Dom João Santos Cardoso
Arcebispo de Natal (RN)
No “Encontro de Angicos: por um Pacto Educativo no Rio Grande do Norte”, realizado na UFERSA, em 27 de novembro de 2025, reuniram-se representantes eclesiais, gestores públicos, educadores e lideranças comunitárias para refletir sobre os desafios da educação potiguar. Ao apresentar o Pacto Educativo Estadual, destaquei os sete princípios propostos pelo Papa Francisco no Pacto Educativo Global, acrescidos de outros três inspirados no magistério recente do Papa Leão XIV: a educação para a interioridade, a formação crítica para lidar com a inteligência artificial e com as novas tecnologias e a promoção da cultura da paz. Neste texto, desejo discorrer sobre a interioridade.
No Encontro com os Educadores, realizado em Roma (31/10/2025), o Papa Leão XIV recordou quatro pilares da tradição agostiniana — interioridade, unidade, amor e alegria — como fundamentos de uma autêntica educação cristã.

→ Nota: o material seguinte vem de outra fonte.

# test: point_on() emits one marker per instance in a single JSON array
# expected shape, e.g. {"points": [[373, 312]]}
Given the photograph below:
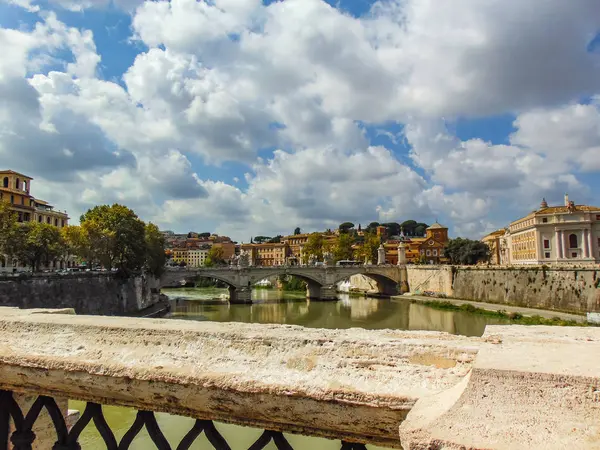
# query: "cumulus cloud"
{"points": [[232, 80]]}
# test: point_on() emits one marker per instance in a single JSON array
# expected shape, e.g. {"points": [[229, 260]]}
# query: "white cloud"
{"points": [[226, 79]]}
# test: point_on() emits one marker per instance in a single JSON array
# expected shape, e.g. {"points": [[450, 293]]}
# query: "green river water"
{"points": [[273, 306]]}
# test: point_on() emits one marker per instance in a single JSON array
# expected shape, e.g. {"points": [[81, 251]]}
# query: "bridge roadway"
{"points": [[321, 281]]}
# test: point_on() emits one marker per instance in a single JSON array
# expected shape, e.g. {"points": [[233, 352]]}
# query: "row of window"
{"points": [[18, 184]]}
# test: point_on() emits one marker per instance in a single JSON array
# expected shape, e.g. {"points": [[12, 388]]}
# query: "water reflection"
{"points": [[271, 306], [286, 308]]}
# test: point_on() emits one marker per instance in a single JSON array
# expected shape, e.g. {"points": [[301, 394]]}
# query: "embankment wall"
{"points": [[571, 289], [97, 294]]}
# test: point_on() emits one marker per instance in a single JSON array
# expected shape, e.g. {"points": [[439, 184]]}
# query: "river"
{"points": [[272, 306]]}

Ao tratar da interioridade, ele retomou um princípio pedagógico essencial de Santo Agostinho: toda educação verdadeira nasce dentro do coração humano. Por isso afirmou, citando o bispo de Hipona: “O som das nossas palavras atinge os ouvidos, mas o verdadeiro mestre está dentro.” Boas salas de aula, laboratórios e bibliotecas são importantes, mas tornam-se insuficientes se o educando não for conduzido ao encontro com a verdade que o habita.
Segundo a pedagogia agostiniana, educar é mais do que transmitir conteúdos; é despertar o interior da pessoa para reconhecer, por si mesma, aquilo que é verdadeiro, bom e justo. Como recordei em um artigo sobre o De Magistro, Agostinho afirma que as palavras são apenas sinais. Elas provocam, orientam, despertam, mas não comunicam diretamente a verdade. O conhecimento nasce quando a mente, iluminada pela graça, consulta interiormente a verdade. O professor, portanto, é guia e testemunha; o único mestre é Cristo, que instrui desde dentro.

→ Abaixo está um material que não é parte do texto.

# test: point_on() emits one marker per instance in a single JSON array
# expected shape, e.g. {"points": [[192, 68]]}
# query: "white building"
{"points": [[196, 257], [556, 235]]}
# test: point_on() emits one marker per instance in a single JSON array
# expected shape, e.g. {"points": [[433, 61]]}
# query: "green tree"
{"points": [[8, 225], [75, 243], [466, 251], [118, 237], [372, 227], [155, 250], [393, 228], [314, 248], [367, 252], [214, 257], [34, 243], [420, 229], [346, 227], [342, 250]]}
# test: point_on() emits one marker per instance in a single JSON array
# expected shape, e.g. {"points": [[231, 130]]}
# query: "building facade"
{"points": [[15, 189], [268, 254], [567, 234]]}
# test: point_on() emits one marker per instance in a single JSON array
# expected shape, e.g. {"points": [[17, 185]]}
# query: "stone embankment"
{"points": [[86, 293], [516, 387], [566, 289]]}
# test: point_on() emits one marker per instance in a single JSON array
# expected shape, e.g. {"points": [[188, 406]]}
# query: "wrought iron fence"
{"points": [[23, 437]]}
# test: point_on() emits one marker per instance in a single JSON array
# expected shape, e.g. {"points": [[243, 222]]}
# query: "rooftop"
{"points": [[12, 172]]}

O pontificado de Leão XIV tem recolocado essa dimensão interior no centro da evangelização. Interioridade, no contexto do seu ensinamento, significa escuta, reflexão, discernimento, atenção aos movimentos do coração e busca sincera da sabedoria. Não se trata de fuga do mundo, mas de retornar ao essencial, ao “lugar interior onde habita a verdade”, como afirma Agostinho em De vera religione. Nesse sentido, o Papa Leão XIV alerta para o risco de uma vida marcada por telas, ruídos e dispersão, que sufocam a capacidade de silêncio e profundidade. Tanto estudantes quanto educadores, muitas vezes cansados e sobrecarregados, correm o perigo de perder o contato com sua própria interioridade.
Para Agostinho, a mente humana possui um conhecimento íntimo e imediato: a consciência de estar vivo, de pensar e de desejar a verdade. Educar significa ajudar cada pessoa a nomear, organizar e iluminar essa experiência interior. Uma educação que não toca o coração torna-se mecânica; aquela que desperta a interioridade abre caminhos de liberdade e crescimento.
Ao incorporar a interioridade como princípio do Pacto Educativo Estadual, resgatamos a tradição cristã, fortalecemos a formação integral e oferecemos uma proposta educativa que une razão, ciência, fé, ética e sentido. É uma contribuição decisiva para que corações e inteligências encontrem vias de verdade, liberdade e comunhão.
Como ensinou Santo Agostinho, ecoado por Papa Leão XIV: “Não saias de ti, mas volta para dentro de ti mesmo; a Verdade habita no coração do homem.” É nesse lugar interior — silencioso, profundo e iluminado pela graça — que toda verdadeira educação encontra o seu início.